Starting at the very beginning, a column is simply a pillar or a post that supports a structure. Columns can also be decorative elements without having any load bearing properties. Classical architecture classifies columns into three basic orders namely Doric, Ionic, and Corinthian. The word order refers to a complete style that is reflected throughout the building, but is most obvious in the columns of the building. The easiest way to tell these columns apart is to look at the very top of the column also called its capital, and to look at the body of the column to assess its width.
Plain Doric Columns
The most understated of columns, Doric columns were used to symbolize simplicity and purity. If the column is as plain as can be, looks a little bulky to the eye, has flutes on its body, and lacks a base, it is most likely a Doric column. Doric columns were the earliest columns, and are likely to have parts missing from them, in ancient monuments. The Parthenon is said to be one of the most refined examples of the Doric order.
Slender Ionic Columns
Used to symbolize sophistication and refinement, Ionic columns were most often used in buildings that housed museums. If the column has a slender appearance, has spirals or scrolls decorating its capital, and a simple base, it is an Ionic column. Other than the spirals decorating the capital, Ionic columns are pretty plain too.
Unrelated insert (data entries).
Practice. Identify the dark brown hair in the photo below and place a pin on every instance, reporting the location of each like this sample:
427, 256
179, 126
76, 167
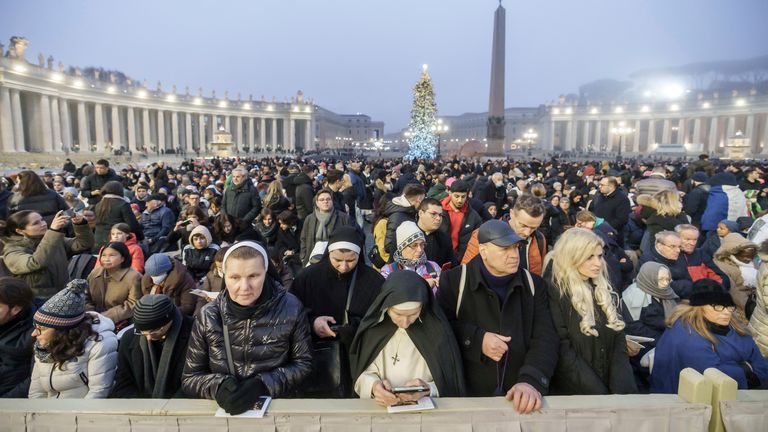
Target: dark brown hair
68, 344
16, 292
30, 184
Decorative Corinthian Columns
Corinthian columns are the most opulent of the three columns of the classical order, and were used to symbolize, money and prestige. It is pretty easy to spot a fancy Corinthian column. If the column has a multi tiered base, and a highly decorative capital adorned with acanthus leaf motifs, it is a Corinthian column. Even though the Corinthian style was a greek invention, it became more popular in Rome for its showy design.
In classical architecture, a structure with multiple storeys used multiple orders of columns. Doric columns occupied the first storey, followed by the Ionic in the second storey, and the Corinthian in the third storey. The famous Coliseum in Rome is an example of this arrangement.